Chromatography Forum

HI everybody!, i got a serious problem here....yesterday, after i trying a lot to separate vit b-15, vit b-6 and orphenadrine i made it! but today when i try to reproduce and quantificate oh no!!! sh....!!!f...!! %&@#!!! nothing is correct, the second and third peak have disappear, instead a clean second and thrid peak i´ve got a second and auful doble peak ( like a castle ).
the mobile phase is Tetrabuthylammonium 3,4g and H2KPo4 6,8 g ph=2,9
86% of this, 8% ACN and 6% MeOH...the only thing that i did yesterday was to wash the column with 80%h2O and 20% MeOh about 1,30Hs.
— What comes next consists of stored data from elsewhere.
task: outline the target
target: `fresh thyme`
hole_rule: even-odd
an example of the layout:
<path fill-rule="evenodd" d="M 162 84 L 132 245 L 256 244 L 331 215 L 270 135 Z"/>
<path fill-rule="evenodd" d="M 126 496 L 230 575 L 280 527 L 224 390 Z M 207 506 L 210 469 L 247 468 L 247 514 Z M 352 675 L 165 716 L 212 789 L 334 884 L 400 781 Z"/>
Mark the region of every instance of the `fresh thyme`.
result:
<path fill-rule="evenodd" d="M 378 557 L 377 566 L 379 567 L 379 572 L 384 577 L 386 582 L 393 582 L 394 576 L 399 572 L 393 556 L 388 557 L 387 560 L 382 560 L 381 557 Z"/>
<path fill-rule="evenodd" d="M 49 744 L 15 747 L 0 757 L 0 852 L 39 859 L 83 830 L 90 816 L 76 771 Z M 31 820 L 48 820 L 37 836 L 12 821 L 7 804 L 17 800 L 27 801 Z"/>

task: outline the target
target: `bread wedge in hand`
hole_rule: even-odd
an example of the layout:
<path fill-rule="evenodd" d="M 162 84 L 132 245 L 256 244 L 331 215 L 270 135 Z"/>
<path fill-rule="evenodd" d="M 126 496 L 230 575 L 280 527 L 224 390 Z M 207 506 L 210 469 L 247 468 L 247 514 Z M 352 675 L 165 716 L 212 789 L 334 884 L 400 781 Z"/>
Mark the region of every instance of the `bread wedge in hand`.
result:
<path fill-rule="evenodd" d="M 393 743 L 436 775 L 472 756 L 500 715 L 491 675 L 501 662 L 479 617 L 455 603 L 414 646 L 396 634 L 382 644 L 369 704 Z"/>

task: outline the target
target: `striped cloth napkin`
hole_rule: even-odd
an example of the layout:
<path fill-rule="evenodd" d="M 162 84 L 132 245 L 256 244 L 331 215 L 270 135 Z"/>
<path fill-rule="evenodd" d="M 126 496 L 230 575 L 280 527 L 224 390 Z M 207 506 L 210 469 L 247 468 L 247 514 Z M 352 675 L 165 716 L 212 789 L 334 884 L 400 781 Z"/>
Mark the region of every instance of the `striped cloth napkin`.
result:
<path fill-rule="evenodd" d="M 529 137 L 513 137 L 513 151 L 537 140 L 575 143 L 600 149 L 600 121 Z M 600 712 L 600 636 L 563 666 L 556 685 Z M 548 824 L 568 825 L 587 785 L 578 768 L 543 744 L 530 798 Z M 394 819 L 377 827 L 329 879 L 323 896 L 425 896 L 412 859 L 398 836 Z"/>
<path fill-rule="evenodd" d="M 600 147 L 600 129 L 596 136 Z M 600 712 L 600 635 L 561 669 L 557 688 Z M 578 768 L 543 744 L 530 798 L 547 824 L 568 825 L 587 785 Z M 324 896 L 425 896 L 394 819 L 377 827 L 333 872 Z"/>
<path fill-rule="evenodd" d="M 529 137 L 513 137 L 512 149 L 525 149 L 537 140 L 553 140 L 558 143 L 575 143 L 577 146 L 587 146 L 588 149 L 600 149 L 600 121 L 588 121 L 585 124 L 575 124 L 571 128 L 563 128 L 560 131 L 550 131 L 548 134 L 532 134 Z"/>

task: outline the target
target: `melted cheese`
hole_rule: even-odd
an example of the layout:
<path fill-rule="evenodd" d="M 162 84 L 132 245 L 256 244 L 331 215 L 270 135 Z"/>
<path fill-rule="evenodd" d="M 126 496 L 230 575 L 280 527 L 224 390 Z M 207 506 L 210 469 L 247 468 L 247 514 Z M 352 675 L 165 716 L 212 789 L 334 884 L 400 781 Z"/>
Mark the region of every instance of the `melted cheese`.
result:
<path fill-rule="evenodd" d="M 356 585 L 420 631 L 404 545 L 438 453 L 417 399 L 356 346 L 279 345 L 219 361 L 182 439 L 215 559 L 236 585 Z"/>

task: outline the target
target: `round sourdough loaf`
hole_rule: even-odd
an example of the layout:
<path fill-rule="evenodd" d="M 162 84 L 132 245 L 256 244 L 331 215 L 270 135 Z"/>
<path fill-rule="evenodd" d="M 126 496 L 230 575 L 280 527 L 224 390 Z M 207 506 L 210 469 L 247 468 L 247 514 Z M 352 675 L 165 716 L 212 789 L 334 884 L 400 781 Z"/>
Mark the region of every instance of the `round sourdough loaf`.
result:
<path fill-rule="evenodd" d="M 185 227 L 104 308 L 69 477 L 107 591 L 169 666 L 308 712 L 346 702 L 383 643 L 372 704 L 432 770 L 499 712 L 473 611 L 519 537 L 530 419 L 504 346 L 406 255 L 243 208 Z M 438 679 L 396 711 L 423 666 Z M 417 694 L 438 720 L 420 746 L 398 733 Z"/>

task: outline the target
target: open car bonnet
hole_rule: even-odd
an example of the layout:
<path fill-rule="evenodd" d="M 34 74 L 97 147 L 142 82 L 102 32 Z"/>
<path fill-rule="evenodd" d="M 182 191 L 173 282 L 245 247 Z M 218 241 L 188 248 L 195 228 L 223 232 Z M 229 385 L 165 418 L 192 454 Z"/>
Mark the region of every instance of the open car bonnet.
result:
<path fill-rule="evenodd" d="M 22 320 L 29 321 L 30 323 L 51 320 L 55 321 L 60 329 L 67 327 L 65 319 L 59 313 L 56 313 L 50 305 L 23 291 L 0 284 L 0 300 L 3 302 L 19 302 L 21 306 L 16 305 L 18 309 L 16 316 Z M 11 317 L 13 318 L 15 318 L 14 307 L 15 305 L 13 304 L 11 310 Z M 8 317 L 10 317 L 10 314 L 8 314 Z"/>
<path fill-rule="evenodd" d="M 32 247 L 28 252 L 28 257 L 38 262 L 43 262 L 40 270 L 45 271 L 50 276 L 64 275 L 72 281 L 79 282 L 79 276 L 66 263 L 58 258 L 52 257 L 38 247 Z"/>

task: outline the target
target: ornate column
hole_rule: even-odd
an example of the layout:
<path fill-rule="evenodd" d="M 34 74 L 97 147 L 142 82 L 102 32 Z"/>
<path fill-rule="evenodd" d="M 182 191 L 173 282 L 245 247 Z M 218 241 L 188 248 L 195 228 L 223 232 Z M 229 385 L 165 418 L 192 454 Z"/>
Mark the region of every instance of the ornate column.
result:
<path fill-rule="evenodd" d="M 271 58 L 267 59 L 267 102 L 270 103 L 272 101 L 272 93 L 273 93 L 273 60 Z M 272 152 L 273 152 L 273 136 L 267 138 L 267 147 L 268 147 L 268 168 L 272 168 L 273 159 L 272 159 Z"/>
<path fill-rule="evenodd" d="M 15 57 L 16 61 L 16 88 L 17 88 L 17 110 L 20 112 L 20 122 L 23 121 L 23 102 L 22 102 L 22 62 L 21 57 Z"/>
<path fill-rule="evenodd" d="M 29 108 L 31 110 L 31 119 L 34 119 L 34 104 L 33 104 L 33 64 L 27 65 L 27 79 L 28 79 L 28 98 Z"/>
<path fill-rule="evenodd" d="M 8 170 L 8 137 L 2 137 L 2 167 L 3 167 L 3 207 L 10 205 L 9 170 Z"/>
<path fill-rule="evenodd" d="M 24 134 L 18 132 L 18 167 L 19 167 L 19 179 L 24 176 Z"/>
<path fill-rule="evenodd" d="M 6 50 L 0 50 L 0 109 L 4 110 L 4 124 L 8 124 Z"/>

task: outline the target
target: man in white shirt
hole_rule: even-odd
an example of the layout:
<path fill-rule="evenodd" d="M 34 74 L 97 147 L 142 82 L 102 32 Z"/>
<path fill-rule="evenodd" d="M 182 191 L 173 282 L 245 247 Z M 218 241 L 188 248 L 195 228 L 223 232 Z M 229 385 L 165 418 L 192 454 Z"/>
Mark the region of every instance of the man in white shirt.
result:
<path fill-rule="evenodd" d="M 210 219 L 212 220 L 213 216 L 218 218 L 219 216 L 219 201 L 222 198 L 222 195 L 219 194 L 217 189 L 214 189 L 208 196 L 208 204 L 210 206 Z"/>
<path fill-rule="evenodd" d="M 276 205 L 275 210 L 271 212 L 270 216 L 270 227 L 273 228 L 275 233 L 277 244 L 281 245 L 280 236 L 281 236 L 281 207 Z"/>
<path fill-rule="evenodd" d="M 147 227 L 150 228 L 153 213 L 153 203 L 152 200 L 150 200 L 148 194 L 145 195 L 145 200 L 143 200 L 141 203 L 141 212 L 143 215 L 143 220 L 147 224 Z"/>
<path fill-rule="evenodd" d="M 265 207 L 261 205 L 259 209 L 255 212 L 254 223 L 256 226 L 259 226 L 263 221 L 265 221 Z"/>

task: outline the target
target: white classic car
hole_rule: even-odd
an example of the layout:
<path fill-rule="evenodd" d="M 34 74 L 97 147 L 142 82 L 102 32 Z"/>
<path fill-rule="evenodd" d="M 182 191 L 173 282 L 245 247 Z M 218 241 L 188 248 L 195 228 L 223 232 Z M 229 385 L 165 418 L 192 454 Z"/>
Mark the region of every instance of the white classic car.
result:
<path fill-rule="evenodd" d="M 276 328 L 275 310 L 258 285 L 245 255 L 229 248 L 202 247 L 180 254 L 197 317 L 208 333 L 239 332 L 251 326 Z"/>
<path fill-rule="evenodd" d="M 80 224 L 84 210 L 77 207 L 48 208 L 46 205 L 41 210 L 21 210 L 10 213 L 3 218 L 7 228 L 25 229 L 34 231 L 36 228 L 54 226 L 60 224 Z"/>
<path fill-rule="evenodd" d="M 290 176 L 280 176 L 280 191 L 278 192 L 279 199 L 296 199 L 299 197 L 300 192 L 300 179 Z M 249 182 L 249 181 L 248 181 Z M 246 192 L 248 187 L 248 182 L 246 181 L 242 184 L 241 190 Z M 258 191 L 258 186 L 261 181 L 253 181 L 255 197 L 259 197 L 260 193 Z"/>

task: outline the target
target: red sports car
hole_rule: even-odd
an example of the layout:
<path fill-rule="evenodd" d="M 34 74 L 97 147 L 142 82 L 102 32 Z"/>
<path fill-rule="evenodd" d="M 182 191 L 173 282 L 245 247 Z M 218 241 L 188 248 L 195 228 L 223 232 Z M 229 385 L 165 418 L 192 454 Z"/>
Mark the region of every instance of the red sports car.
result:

I´m thinking that the column was marked with this mobile phase and after i washed it, i´ve lost this estabilization...
I know that i musn´t use the column marked with IPC to something else...is it correct to wash this marked columns in this way? what should i do in order to prevent this?...i want to avoid this problems of course, so how can i reproduce this method?

Hello Coquim.

I would like to know what kind of column are you using?

These sound to me like a dewetting phenomenom.
I use to analyze NO3 and NO2 by RP using PIC, and I use to have the same problem; and this was because the column.

Oscar.

ion-pair chromatography needs the ion-pair reagent adsorbed on the column. If you wash it off, you need to put it back on.

With other words, if you want to do ion pair chromatography, you need to keep the ion-pair reagent in the mobile phase. So you need to go back and start all over.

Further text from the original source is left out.